Here’s the page for adverse action notices on a credit decision:

# Adverse Action Notices for Credit Decisions

**Domain:** fair-lending-cra
**Sources:** comps-260-consumer-credit-protection, ecfr-title12-part1002, cfpb-exam-ecoa
**Synthesized:** 2026-05-31

---

## Authority Chain

### Statute — 15 U.S.C. § 1691(d) / Equal Credit Opportunity Act [comps-260-...]
ECOA requires creditors to give a statement of reasons for adverse action, or
disclose the applicant's right to request those reasons. This is the statutory
basis later implemented in Regulation B.

> **Verbatim — 15 U.S.C. § 1691(d):**
> "Each applicant against whom adverse action is taken shall be entitled to a
> statement of reasons for such action from the creditor..."

### Regulation — 12 C.F.R. § 1002.9 [ecfr-title12-part1002]
Regulation B makes the notice mechanics operative: notify within 30 days, in
writing, with the action taken, the ECOA notice, the Federal regulator, and
either specific reasons or the right to request them...

### Examination Handbook — CFPB Exam Manual, ECOA [cfpb-exam-ecoa]
Examiners test whether notice workflows actually meet Reg B's timing and
content rules...

## Who this applies to

Any creditor under Regulation B — all depository charter types, mortgage
lenders, finance companies, and fintechs that extend credit. No product gate
applies; the duty turns on taking adverse action, not on the product...

## Clarifications

### specific-reasons
- **Ambiguity:** Is "did not meet underwriting standards" specific enough?
- **Resolved by:** 12 C.F.R. § 1002.9(b)(2)
- **Practical:** The notice must give the principal, specific reasons; generic
  references to internal standards or a failing score are not compliant.

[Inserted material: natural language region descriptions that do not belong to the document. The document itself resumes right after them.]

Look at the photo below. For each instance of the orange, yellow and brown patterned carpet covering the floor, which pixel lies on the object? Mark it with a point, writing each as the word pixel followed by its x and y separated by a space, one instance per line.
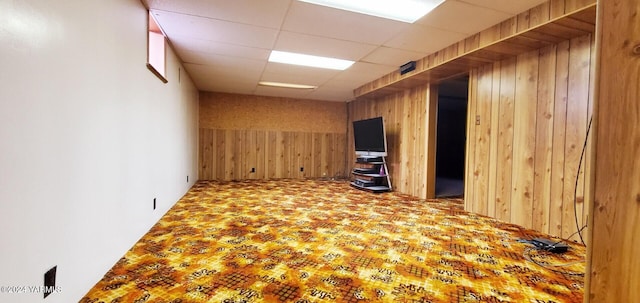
pixel 324 241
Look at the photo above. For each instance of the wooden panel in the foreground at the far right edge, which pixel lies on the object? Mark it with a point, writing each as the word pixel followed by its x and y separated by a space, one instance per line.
pixel 614 266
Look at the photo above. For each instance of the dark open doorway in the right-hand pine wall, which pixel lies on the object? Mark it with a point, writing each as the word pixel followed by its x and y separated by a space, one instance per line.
pixel 453 98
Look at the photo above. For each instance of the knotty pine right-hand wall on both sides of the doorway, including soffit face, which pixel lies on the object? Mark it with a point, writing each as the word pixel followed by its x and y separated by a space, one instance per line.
pixel 534 109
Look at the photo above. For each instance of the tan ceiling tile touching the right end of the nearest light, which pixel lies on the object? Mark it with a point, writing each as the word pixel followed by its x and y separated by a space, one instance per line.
pixel 462 17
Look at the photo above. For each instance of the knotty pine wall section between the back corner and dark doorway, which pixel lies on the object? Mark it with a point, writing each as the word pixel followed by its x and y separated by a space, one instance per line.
pixel 409 130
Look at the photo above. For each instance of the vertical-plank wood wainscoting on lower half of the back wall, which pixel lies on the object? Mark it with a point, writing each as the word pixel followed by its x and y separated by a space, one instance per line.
pixel 232 154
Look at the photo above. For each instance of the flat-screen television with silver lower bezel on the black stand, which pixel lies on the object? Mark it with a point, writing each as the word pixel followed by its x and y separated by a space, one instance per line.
pixel 369 137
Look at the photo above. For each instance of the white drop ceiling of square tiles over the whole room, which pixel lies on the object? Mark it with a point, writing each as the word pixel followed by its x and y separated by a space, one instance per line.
pixel 224 44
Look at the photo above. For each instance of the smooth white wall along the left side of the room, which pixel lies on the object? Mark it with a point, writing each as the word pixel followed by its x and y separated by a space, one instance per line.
pixel 88 138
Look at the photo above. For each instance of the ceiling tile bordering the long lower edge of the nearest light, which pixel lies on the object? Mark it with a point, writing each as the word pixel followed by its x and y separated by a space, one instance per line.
pixel 328 22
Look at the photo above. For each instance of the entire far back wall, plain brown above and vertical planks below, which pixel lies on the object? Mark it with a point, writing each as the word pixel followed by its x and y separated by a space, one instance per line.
pixel 256 137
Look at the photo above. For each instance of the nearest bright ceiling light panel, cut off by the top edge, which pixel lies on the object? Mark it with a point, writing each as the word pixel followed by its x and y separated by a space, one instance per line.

The authority chain steps down the layers in order: the ECOA statute that creates the duty, Regulation B that sets the 30-day timing and required content, and the CFPB exam manual that shows how an examiner tests it. Each layer gets a plain read plus the verbatim source text, so nothing drifts from the words on the page. “Who this applies to” names who’s covered; “Clarifications” takes the questions that trip people up and gives the rule that settles each one.

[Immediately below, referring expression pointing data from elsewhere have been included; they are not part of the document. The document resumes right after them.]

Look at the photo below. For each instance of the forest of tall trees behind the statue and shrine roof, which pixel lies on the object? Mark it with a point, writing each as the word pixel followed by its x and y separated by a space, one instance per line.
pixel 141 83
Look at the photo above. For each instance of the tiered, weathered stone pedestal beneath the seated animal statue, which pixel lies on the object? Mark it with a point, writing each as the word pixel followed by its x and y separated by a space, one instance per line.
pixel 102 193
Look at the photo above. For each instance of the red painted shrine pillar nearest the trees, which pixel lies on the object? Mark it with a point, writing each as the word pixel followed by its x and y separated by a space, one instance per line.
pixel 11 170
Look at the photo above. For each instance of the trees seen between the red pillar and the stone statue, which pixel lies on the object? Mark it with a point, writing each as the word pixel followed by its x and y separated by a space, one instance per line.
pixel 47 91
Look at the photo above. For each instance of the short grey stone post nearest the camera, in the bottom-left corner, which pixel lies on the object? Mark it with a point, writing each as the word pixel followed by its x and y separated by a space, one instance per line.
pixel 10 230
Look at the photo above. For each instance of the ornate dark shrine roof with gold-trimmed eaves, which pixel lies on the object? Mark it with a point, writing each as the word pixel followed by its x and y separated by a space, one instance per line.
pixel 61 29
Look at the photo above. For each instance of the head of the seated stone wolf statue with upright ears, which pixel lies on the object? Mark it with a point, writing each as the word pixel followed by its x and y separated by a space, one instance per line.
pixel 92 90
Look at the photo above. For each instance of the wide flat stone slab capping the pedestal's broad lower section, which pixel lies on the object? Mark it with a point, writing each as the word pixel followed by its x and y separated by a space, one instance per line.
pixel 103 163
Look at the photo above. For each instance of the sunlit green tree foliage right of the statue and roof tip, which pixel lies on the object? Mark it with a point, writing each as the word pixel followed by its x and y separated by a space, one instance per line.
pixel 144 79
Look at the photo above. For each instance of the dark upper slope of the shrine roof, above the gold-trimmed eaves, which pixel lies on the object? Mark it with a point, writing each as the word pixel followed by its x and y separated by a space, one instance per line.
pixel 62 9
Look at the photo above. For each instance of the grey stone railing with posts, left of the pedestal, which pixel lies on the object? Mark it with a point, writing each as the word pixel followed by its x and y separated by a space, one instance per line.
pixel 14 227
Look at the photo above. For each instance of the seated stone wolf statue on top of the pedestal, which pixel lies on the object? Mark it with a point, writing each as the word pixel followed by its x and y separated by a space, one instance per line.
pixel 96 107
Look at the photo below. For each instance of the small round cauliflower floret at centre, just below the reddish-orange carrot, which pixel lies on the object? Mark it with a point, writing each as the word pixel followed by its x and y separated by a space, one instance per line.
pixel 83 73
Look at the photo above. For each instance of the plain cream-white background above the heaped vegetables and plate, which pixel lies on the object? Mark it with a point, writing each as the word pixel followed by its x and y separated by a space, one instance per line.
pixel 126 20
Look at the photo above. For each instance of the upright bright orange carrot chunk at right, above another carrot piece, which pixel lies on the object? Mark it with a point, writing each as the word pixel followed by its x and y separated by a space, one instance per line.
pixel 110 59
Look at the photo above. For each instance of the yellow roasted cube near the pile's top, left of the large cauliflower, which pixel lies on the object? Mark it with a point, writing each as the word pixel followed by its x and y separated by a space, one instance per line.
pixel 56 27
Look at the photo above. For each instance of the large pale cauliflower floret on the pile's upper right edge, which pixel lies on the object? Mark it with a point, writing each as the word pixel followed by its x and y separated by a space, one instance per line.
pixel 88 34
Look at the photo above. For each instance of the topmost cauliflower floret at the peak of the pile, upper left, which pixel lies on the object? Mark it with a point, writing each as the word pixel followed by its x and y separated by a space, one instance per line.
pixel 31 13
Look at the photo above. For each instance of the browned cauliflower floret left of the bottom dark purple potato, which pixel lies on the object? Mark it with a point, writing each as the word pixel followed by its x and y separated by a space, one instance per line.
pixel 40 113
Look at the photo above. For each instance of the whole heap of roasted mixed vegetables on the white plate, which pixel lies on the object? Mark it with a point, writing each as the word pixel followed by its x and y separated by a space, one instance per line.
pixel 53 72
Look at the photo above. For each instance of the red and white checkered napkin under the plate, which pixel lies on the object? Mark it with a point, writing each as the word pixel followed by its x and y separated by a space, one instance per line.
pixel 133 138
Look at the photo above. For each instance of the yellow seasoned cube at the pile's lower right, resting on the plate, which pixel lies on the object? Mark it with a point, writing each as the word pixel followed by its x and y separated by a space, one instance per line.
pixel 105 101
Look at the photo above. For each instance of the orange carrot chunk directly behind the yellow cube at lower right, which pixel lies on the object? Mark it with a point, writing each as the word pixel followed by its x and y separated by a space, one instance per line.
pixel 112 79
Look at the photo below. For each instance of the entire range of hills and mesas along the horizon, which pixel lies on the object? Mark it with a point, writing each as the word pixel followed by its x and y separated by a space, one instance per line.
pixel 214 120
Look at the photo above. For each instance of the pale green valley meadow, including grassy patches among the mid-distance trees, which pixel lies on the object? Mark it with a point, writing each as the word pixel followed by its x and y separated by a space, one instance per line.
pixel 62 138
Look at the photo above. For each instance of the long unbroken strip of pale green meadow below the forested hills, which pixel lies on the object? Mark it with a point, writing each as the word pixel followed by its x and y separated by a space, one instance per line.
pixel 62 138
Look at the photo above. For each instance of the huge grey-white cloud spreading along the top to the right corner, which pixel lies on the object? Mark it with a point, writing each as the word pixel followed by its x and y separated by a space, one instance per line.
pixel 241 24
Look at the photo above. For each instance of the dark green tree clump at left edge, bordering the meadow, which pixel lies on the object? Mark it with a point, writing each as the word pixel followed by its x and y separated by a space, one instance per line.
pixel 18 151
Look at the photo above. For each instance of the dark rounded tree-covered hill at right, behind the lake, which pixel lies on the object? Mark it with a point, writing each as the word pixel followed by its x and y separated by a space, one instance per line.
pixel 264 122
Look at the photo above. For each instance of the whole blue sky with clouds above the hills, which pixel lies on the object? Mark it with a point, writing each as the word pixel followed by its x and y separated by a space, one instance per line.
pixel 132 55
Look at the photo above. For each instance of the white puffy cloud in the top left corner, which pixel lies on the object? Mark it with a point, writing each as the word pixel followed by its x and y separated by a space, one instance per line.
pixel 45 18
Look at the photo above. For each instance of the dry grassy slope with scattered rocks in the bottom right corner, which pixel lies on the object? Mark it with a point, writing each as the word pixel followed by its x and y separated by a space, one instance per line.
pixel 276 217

Every page follows that shape, and none ships without at least two layers of authority, so a lone statute with no implementing rule isn’t enough. Today the wiki runs to a few hundred pages, one per activity, often split by institution type so a national bank and a broker-dealer each get the version that fits. The agent gets context it can work with; the compliance team gets something it can check.

We run this in-house. Our compliance agents read the wiki before they work, so they start from the right map instead of hunting for it. In our own evaluations that cut tool calls by roughly 50% while holding the same 90%+ accuracy bar: fewer round trips through the raw regulations, the same quality of answer, because the context was already sorted.

The challenge

The biggest challenge is keeping all of this correct. A generated layer like this can drift: a page can cover too much, miss a source, overstate guidance, or apply a rule to the wrong kind of business, and sound confident in exactly the way a reviewer learns not to trust.

So we keep the format tight: sources listed, authority chain spelled out, conditions explicit, one place to update when a rule changes. But a few hundred pages is more than any team can hand-check every time a rule moves, so we built a linting agent that reviews every page: whether the sources still hold, whether each claim traces back, whether the applicability is right. Experts calibrate that linter. They review a sample, decide what correct looks like, and tune the agent until its judgment matches theirs. Then it runs across the whole wiki and catches drift before it reaches a compliance agent.

It’s the lesson we keep hitting with compliance AI: the model isn’t the whole system. It can draft, search, and reason over evidence, but the answer is only as good as what’s around it. Agents don’t need every regulation in the prompt. They need the right map before they act.